I had planned a question-and-answer session, but since most of the attendees had been around for the dinner discussion, most of the questions had already been answered. Overall, it was a very positive experience.
Doing it Better
Hindsight being as near-perfect as it is, I have some thoughts on what I should have done differently.
I made a huge mistake in my setup. When we got down to the classroom, most of the students were already there. As a result, I completely forgot about setting up any sort of display and went straight into schmoozing mode. I spent time talking to the students while the professor called up the PowerPoint. I had intended to put together a display of the books and to set out a notepad for people to sign up for my mailing list.
I knew which room we were going to be in. We should have taken the materials there beforehand. I met with the professor 45 minutes before in her office, and I got caught up talking. Consequently, I didn’t watch the clock well enough.
Failing that, I could have set things up while she was getting my PowerPoint up on the computer. But I didn’t. I talked instead.
If I had the books out for people to touch and examine, it might have encouraged a few more sales. Or maybe not, but by not having the books out there, I took away that opportunity. Likewise, I might not have gotten any more sales, but I surely would have gotten some people to sign up for the mailing list, if I’d pointed out a notepad where they could do it.
I also did a poor job of promoting this event. I had it set up over a month in advance, but I didn’t send notice to my friends in my hometown until just a few days before I would be there. In part, that was because I have highly engaged with trying to get my next book out. I’ve been in editing and layout mode pretty deeply for the past three to four weeks. So things like promoting the reading slipped off my radar.

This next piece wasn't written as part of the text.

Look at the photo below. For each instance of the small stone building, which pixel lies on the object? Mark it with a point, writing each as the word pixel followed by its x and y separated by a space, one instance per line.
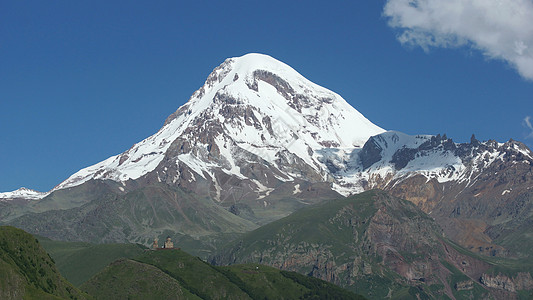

But that’s not a very good excuse. If I’d given more lead-time, I might have had more people attend. Friends could have come. They could have told others to come. They might have asked questions that caused someone to want to buy. And, of course, they might have bought something themselves.
So unfortunately, I prevented myself from fully capitalizing on the opportunity St. Norbert provided me by graciously having me speak. However, it at least taught me how to go about similar events in the future.
And there you have it. There I was, back at my alma mater, learning again. How appropriate that the event was held in a room where I had previously taken classes.